Paul sees this issue of how to effectively influence waste outside the direct control of local government as a key issue facing councils. He says there is a fine balance between councils fulfilling their legislative role and ensuring locally appropriate outcomes, whilst not impeding the provision of cost effective and innovative commercial services.
“Having a robust and effective dialogue with waste producers, and the community and private sectors is essential,” he says. “Council, the community sector and commercial industry need to work collaboratively.
“Currently, ratepayers are essentially lumped with the cost of effective recycling or recovery, whilst many of those involved in the life of the product are absolved of responsibility. This current model provides no real incentive for industry at large to reduce the amount of waste materials produced.”
Along with funding the disposal of waste, there are cost implications around carbon charging and emissions trading on waste disposal. Whichever way you look at it, one key word keeps cropping up: cost. Who pays, how much they pay and what they pay for is something that local authorities have to work out.
Historically, rates have been used to fund rubbish collection and disposal. These days more councils are opting for a ‘pay per throw’ approach to waste, which is priced to promote waste minimisation, says Paul, while recycling services are, for the most part, still rates funded.
As Peter Askey, principal environmental engineer at Opus International Consultants, says, in the next 10 years local authorities will need to consider the “higher costs of providing service, through costs around methane emissions and fossil fuels”.
Over the next decade he expects to see an increasing emphasis on materials recovery from the waste stream and removal of materials at source, as we are seeing with food waste – local authorities “providing more and more diverse collection and separation facilities and services”.
“Challenges in addressing these issues will be primarily those of funding, in that cost of service provision will increase, most probably without commensurate increase in funding from central government,” he told Local Government Magazine.
Chris Purchas of Tonkin & Taylor says in the next 10 years we can expect to see some councils exit waste service provision, while others become more involved.
“For example, Auckland Council is moving to taking a stronger lead role in household waste management through collections. Councils without [landfill] disposal infrastructure will struggle to influence commercial and industrial waste management to any great degree,” he says.

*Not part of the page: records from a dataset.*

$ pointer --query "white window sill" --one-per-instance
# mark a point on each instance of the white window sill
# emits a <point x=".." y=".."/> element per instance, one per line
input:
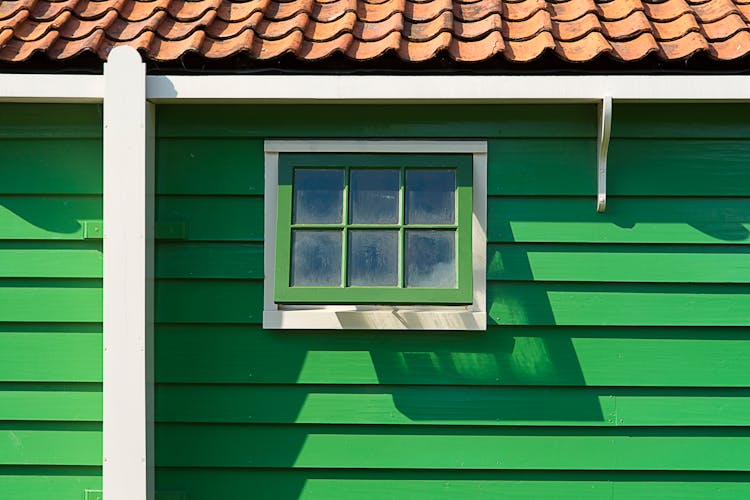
<point x="394" y="318"/>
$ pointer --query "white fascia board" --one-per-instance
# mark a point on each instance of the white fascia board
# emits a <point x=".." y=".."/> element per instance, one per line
<point x="51" y="88"/>
<point x="445" y="88"/>
<point x="127" y="471"/>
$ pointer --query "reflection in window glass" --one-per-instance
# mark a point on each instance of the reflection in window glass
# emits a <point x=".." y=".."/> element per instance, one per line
<point x="430" y="196"/>
<point x="316" y="258"/>
<point x="374" y="196"/>
<point x="430" y="259"/>
<point x="318" y="196"/>
<point x="373" y="258"/>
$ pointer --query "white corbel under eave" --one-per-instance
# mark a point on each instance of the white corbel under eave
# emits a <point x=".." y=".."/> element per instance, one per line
<point x="605" y="127"/>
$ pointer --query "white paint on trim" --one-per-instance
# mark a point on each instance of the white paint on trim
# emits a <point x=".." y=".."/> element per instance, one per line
<point x="51" y="88"/>
<point x="602" y="146"/>
<point x="446" y="88"/>
<point x="402" y="317"/>
<point x="375" y="146"/>
<point x="128" y="265"/>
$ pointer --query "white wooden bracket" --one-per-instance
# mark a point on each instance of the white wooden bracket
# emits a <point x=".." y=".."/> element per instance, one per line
<point x="127" y="471"/>
<point x="602" y="145"/>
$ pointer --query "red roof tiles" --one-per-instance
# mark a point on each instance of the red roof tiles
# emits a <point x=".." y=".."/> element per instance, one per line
<point x="416" y="30"/>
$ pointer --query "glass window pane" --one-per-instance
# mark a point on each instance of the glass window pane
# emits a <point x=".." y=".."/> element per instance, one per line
<point x="373" y="258"/>
<point x="373" y="196"/>
<point x="318" y="196"/>
<point x="430" y="259"/>
<point x="430" y="196"/>
<point x="316" y="258"/>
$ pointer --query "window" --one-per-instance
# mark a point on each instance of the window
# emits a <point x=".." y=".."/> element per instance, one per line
<point x="375" y="234"/>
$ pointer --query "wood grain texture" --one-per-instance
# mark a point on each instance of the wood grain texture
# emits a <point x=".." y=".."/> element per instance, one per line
<point x="452" y="405"/>
<point x="678" y="167"/>
<point x="626" y="304"/>
<point x="307" y="484"/>
<point x="210" y="166"/>
<point x="50" y="443"/>
<point x="509" y="303"/>
<point x="51" y="259"/>
<point x="627" y="220"/>
<point x="623" y="341"/>
<point x="58" y="300"/>
<point x="47" y="217"/>
<point x="677" y="120"/>
<point x="506" y="355"/>
<point x="56" y="166"/>
<point x="35" y="121"/>
<point x="222" y="445"/>
<point x="53" y="353"/>
<point x="209" y="260"/>
<point x="50" y="301"/>
<point x="45" y="482"/>
<point x="214" y="218"/>
<point x="619" y="263"/>
<point x="51" y="402"/>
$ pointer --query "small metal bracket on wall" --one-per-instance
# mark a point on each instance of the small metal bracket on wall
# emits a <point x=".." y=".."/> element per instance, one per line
<point x="605" y="126"/>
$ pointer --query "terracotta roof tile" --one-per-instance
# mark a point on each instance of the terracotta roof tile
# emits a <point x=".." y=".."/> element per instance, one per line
<point x="415" y="30"/>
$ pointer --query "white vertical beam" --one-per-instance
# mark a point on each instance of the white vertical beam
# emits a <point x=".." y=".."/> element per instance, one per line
<point x="128" y="263"/>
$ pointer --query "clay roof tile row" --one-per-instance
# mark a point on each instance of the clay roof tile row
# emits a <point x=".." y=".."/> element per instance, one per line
<point x="416" y="30"/>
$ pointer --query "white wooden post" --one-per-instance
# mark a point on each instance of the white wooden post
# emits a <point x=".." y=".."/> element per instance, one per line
<point x="128" y="279"/>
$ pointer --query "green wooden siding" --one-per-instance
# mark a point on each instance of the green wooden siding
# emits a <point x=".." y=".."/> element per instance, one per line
<point x="50" y="301"/>
<point x="614" y="366"/>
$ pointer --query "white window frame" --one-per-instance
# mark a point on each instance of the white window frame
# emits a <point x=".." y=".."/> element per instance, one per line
<point x="380" y="317"/>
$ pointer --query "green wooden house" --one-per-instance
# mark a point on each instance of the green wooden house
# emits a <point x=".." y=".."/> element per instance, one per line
<point x="351" y="278"/>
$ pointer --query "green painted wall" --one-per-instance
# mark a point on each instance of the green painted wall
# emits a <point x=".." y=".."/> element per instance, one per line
<point x="615" y="366"/>
<point x="50" y="301"/>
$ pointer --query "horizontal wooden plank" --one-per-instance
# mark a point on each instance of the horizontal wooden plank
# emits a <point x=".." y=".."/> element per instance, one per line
<point x="541" y="167"/>
<point x="663" y="167"/>
<point x="451" y="405"/>
<point x="227" y="218"/>
<point x="51" y="166"/>
<point x="619" y="263"/>
<point x="50" y="353"/>
<point x="508" y="303"/>
<point x="47" y="217"/>
<point x="429" y="447"/>
<point x="215" y="301"/>
<point x="316" y="484"/>
<point x="554" y="356"/>
<point x="50" y="443"/>
<point x="627" y="220"/>
<point x="209" y="260"/>
<point x="44" y="483"/>
<point x="384" y="405"/>
<point x="59" y="300"/>
<point x="673" y="120"/>
<point x="514" y="303"/>
<point x="209" y="166"/>
<point x="377" y="120"/>
<point x="506" y="262"/>
<point x="53" y="402"/>
<point x="51" y="259"/>
<point x="50" y="120"/>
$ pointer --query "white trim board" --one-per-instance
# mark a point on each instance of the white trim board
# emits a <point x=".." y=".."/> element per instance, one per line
<point x="16" y="87"/>
<point x="127" y="469"/>
<point x="446" y="88"/>
<point x="348" y="317"/>
<point x="51" y="88"/>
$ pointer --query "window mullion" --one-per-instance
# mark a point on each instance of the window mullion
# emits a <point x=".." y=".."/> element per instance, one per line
<point x="401" y="222"/>
<point x="345" y="230"/>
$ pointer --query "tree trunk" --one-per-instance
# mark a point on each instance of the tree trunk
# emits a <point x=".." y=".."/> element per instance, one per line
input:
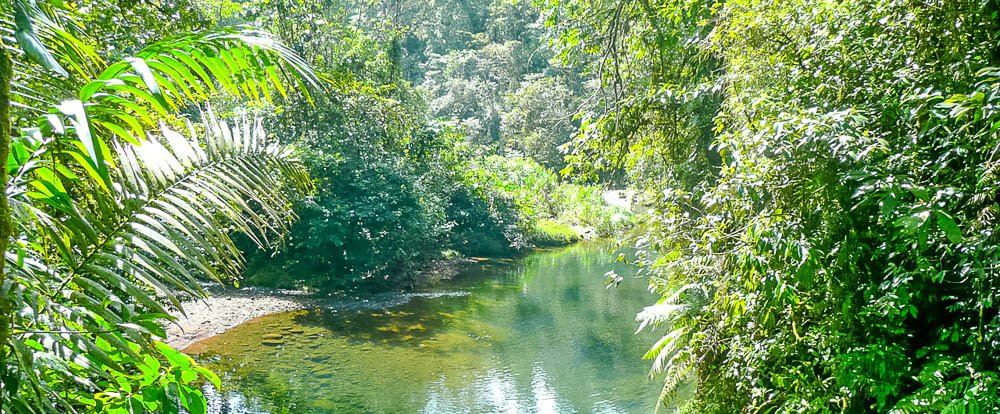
<point x="6" y="229"/>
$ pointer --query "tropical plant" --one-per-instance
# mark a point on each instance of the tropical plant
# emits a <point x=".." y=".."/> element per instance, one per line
<point x="822" y="225"/>
<point x="109" y="212"/>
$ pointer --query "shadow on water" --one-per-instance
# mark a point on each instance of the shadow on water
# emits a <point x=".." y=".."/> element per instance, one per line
<point x="540" y="334"/>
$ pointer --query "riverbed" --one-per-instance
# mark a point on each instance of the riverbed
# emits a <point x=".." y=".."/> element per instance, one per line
<point x="540" y="334"/>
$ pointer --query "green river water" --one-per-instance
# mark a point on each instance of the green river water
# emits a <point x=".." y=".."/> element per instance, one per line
<point x="540" y="334"/>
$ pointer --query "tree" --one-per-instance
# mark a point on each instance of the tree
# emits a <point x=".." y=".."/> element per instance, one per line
<point x="111" y="209"/>
<point x="819" y="235"/>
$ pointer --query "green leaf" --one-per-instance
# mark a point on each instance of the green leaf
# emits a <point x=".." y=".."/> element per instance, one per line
<point x="948" y="225"/>
<point x="28" y="40"/>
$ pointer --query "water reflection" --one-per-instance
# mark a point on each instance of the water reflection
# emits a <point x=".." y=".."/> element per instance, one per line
<point x="537" y="335"/>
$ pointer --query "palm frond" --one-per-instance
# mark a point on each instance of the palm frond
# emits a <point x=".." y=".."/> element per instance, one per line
<point x="90" y="279"/>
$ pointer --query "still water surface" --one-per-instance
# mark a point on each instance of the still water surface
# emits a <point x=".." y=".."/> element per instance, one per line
<point x="539" y="334"/>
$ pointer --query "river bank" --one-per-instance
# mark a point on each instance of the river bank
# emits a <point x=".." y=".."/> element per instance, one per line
<point x="226" y="308"/>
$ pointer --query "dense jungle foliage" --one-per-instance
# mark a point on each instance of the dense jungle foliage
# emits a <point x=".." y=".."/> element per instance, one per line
<point x="150" y="145"/>
<point x="818" y="180"/>
<point x="822" y="176"/>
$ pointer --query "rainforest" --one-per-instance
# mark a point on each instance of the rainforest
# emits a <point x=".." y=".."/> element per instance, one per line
<point x="482" y="206"/>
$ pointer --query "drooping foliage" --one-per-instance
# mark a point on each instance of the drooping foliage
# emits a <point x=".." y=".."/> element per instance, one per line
<point x="820" y="174"/>
<point x="398" y="194"/>
<point x="113" y="213"/>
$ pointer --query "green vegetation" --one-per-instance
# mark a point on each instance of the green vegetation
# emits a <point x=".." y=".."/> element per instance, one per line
<point x="149" y="145"/>
<point x="817" y="180"/>
<point x="821" y="177"/>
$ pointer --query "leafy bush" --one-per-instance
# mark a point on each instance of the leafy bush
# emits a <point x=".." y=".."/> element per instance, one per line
<point x="824" y="238"/>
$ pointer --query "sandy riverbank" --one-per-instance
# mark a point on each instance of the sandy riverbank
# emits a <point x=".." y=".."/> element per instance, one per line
<point x="228" y="308"/>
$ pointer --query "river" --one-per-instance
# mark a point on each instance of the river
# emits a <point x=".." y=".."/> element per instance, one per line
<point x="539" y="334"/>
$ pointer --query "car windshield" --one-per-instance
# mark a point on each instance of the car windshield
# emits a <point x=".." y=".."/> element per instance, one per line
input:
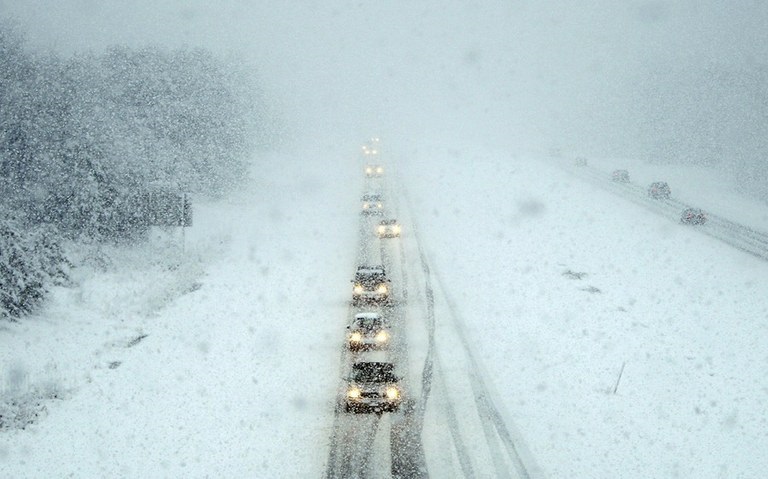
<point x="369" y="323"/>
<point x="373" y="373"/>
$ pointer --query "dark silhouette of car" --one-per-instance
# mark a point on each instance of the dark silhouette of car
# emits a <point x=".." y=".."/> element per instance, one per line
<point x="659" y="190"/>
<point x="620" y="176"/>
<point x="371" y="285"/>
<point x="693" y="216"/>
<point x="368" y="331"/>
<point x="372" y="387"/>
<point x="388" y="229"/>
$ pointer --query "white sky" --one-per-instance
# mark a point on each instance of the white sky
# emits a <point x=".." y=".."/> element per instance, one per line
<point x="521" y="74"/>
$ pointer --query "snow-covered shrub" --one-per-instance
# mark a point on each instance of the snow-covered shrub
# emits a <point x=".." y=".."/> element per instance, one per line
<point x="31" y="261"/>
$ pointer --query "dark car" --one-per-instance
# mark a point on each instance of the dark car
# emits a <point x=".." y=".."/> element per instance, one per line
<point x="659" y="190"/>
<point x="372" y="387"/>
<point x="620" y="176"/>
<point x="368" y="331"/>
<point x="371" y="285"/>
<point x="693" y="216"/>
<point x="372" y="204"/>
<point x="388" y="229"/>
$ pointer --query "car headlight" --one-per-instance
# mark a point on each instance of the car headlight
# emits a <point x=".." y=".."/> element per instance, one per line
<point x="353" y="393"/>
<point x="392" y="393"/>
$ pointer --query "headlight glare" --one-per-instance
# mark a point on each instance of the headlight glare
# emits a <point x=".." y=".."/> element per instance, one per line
<point x="353" y="393"/>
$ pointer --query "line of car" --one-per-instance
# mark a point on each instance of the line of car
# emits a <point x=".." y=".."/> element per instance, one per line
<point x="658" y="190"/>
<point x="372" y="385"/>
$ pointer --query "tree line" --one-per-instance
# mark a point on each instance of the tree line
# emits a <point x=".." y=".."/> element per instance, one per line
<point x="85" y="139"/>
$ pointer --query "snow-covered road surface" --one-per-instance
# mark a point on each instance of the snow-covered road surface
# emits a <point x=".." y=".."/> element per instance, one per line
<point x="560" y="287"/>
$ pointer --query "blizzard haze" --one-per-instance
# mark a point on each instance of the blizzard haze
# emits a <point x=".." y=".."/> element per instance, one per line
<point x="597" y="77"/>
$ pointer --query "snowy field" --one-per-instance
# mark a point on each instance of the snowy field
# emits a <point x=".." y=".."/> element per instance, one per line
<point x="620" y="343"/>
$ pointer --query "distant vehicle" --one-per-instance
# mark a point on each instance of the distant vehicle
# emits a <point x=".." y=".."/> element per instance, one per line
<point x="693" y="216"/>
<point x="372" y="387"/>
<point x="659" y="190"/>
<point x="368" y="331"/>
<point x="370" y="285"/>
<point x="374" y="171"/>
<point x="388" y="229"/>
<point x="620" y="176"/>
<point x="372" y="204"/>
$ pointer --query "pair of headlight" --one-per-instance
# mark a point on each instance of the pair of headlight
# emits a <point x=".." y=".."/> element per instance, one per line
<point x="354" y="393"/>
<point x="356" y="337"/>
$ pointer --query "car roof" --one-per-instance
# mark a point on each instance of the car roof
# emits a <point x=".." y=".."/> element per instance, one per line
<point x="365" y="269"/>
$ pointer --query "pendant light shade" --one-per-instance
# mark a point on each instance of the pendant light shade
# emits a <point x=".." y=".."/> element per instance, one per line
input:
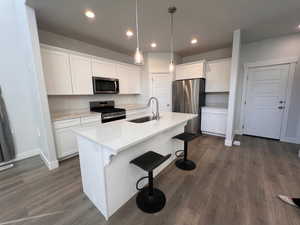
<point x="138" y="56"/>
<point x="171" y="66"/>
<point x="172" y="10"/>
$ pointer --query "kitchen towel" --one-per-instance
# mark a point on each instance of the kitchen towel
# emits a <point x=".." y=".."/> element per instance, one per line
<point x="7" y="148"/>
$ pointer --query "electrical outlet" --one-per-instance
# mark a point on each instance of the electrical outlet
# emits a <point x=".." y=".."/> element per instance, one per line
<point x="38" y="132"/>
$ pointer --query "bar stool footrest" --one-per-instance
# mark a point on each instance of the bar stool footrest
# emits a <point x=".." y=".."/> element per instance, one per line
<point x="179" y="153"/>
<point x="185" y="164"/>
<point x="151" y="203"/>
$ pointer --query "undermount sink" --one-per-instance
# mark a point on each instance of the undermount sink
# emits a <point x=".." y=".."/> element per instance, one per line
<point x="142" y="119"/>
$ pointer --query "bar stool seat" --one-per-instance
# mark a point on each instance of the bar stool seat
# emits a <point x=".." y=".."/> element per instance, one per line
<point x="184" y="163"/>
<point x="149" y="199"/>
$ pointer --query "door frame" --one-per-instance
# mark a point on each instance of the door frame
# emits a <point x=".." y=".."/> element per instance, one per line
<point x="274" y="62"/>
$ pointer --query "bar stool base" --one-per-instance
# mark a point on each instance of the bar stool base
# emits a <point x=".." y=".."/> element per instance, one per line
<point x="185" y="164"/>
<point x="151" y="203"/>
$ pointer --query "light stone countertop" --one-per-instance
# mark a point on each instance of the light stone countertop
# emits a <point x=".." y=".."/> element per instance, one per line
<point x="121" y="134"/>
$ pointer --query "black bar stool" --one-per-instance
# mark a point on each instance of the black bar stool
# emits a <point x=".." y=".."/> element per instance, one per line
<point x="149" y="199"/>
<point x="184" y="163"/>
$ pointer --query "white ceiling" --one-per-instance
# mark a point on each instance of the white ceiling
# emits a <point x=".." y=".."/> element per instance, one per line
<point x="211" y="21"/>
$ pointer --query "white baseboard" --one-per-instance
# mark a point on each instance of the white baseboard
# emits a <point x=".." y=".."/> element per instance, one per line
<point x="27" y="154"/>
<point x="23" y="155"/>
<point x="213" y="134"/>
<point x="238" y="132"/>
<point x="290" y="140"/>
<point x="228" y="142"/>
<point x="51" y="165"/>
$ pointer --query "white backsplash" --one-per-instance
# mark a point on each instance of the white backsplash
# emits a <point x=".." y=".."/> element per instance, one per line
<point x="78" y="102"/>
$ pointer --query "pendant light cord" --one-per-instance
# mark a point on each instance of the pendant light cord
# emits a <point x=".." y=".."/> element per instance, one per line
<point x="172" y="39"/>
<point x="137" y="24"/>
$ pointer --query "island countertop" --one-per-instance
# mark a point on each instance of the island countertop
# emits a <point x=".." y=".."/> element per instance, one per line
<point x="122" y="134"/>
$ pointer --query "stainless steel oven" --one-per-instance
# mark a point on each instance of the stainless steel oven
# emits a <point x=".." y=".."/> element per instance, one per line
<point x="103" y="85"/>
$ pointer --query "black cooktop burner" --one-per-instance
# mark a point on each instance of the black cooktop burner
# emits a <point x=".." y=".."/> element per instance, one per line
<point x="107" y="110"/>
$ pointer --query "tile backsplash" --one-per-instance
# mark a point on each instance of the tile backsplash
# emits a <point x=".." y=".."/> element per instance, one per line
<point x="78" y="102"/>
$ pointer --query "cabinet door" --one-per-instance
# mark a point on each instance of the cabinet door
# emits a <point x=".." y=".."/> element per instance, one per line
<point x="214" y="122"/>
<point x="66" y="143"/>
<point x="56" y="68"/>
<point x="190" y="71"/>
<point x="218" y="75"/>
<point x="129" y="78"/>
<point x="104" y="69"/>
<point x="81" y="71"/>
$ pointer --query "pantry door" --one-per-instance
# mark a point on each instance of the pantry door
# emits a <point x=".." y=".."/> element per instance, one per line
<point x="265" y="100"/>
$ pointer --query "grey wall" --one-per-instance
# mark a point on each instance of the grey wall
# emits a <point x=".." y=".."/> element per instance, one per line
<point x="75" y="45"/>
<point x="276" y="48"/>
<point x="211" y="55"/>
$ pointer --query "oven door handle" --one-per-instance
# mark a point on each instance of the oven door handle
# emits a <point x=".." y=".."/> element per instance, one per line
<point x="112" y="117"/>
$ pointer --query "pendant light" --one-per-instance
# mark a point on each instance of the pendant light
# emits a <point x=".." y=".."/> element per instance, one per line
<point x="138" y="56"/>
<point x="172" y="10"/>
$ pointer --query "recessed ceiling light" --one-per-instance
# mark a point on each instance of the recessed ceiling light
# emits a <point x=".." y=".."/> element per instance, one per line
<point x="194" y="41"/>
<point x="153" y="45"/>
<point x="90" y="14"/>
<point x="129" y="33"/>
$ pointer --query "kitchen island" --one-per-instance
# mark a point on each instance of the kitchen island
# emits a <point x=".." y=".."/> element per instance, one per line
<point x="105" y="151"/>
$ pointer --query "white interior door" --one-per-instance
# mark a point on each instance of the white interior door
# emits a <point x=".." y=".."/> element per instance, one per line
<point x="162" y="89"/>
<point x="265" y="101"/>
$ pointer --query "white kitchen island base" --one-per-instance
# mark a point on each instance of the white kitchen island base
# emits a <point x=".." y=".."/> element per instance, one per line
<point x="108" y="178"/>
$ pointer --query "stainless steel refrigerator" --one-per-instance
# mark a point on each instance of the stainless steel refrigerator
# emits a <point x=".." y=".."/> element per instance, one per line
<point x="188" y="96"/>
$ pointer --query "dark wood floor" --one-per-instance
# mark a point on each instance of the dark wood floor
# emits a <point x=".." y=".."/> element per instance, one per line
<point x="231" y="186"/>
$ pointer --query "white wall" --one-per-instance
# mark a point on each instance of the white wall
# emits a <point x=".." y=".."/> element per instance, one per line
<point x="276" y="48"/>
<point x="75" y="45"/>
<point x="17" y="78"/>
<point x="210" y="55"/>
<point x="155" y="62"/>
<point x="234" y="75"/>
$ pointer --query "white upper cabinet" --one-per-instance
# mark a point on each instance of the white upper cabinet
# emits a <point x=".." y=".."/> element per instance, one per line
<point x="190" y="70"/>
<point x="218" y="75"/>
<point x="81" y="71"/>
<point x="104" y="69"/>
<point x="70" y="73"/>
<point x="57" y="74"/>
<point x="129" y="78"/>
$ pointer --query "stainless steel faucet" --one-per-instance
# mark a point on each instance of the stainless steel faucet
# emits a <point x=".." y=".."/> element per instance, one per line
<point x="156" y="115"/>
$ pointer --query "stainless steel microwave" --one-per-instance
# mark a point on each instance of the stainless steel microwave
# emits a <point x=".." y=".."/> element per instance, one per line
<point x="103" y="85"/>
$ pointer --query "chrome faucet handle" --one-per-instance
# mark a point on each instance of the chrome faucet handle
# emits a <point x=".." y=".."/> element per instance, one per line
<point x="153" y="114"/>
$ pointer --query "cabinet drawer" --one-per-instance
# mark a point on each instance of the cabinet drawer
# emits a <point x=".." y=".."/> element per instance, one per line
<point x="66" y="123"/>
<point x="91" y="119"/>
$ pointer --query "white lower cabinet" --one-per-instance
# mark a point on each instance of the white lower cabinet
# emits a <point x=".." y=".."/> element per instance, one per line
<point x="214" y="120"/>
<point x="65" y="139"/>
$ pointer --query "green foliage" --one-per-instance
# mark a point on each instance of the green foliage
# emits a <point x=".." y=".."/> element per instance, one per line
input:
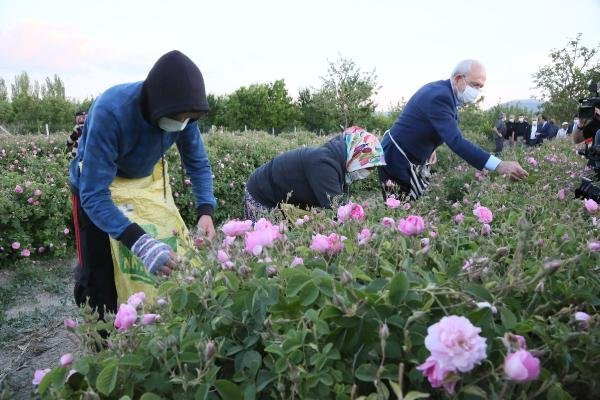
<point x="565" y="79"/>
<point x="313" y="331"/>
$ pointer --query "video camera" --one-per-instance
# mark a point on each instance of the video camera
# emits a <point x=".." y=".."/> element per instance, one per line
<point x="587" y="105"/>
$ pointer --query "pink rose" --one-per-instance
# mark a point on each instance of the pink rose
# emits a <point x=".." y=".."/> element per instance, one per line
<point x="388" y="222"/>
<point x="521" y="366"/>
<point x="411" y="226"/>
<point x="70" y="323"/>
<point x="39" y="375"/>
<point x="458" y="218"/>
<point x="455" y="344"/>
<point x="484" y="214"/>
<point x="486" y="229"/>
<point x="590" y="205"/>
<point x="236" y="227"/>
<point x="363" y="236"/>
<point x="351" y="211"/>
<point x="392" y="202"/>
<point x="264" y="235"/>
<point x="136" y="299"/>
<point x="436" y="375"/>
<point x="222" y="257"/>
<point x="125" y="317"/>
<point x="594" y="245"/>
<point x="148" y="319"/>
<point x="66" y="360"/>
<point x="296" y="261"/>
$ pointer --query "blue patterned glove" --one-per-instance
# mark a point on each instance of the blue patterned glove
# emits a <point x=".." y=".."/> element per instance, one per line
<point x="152" y="252"/>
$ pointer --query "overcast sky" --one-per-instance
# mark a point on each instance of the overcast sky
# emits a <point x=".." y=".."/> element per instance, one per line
<point x="93" y="45"/>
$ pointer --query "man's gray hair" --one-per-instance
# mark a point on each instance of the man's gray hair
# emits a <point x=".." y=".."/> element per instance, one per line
<point x="462" y="68"/>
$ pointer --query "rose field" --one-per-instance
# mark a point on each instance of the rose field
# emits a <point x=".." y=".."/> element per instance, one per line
<point x="482" y="289"/>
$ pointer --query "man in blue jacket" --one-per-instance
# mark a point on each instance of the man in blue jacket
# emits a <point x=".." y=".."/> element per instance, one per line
<point x="127" y="131"/>
<point x="429" y="119"/>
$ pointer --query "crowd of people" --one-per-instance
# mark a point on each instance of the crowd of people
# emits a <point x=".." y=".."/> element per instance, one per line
<point x="511" y="131"/>
<point x="130" y="127"/>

He also cites a “lack of clear direction from central government” as a challenge facing local government. This could be overcome by local government coordinating “more effectively to form a common view on identifying and managing risks and best (appropriate) practice,” he says.
He also recommends councils identify the potential impacts of various policy settings on cost and risk.
John Cocks of MWH Global says the increased emission unit cost under the Emissions Trading Scheme and associated increase in cost of waste disposal will lead to increased fly tipping and costlier landfill contracts. He says councils will need to influence people’s behaviour to minimise waste.
He also points out that a ‘one service suits all’ approach will need to change to different approaches in different communities.
John believes local authorities will need to “review funding methods to shift the financial load from residents, particularly in smaller communities; pay careful attention to procurement of services, support community groups and initiatives; and show strong and well-promoted leadership”.
Our experts agree that councils have a strong leadership role to play in waste minimisation. It seems likely the future will see councils focusing more on policy and planning, with a strong emphasis on waste reduction and behavioural change.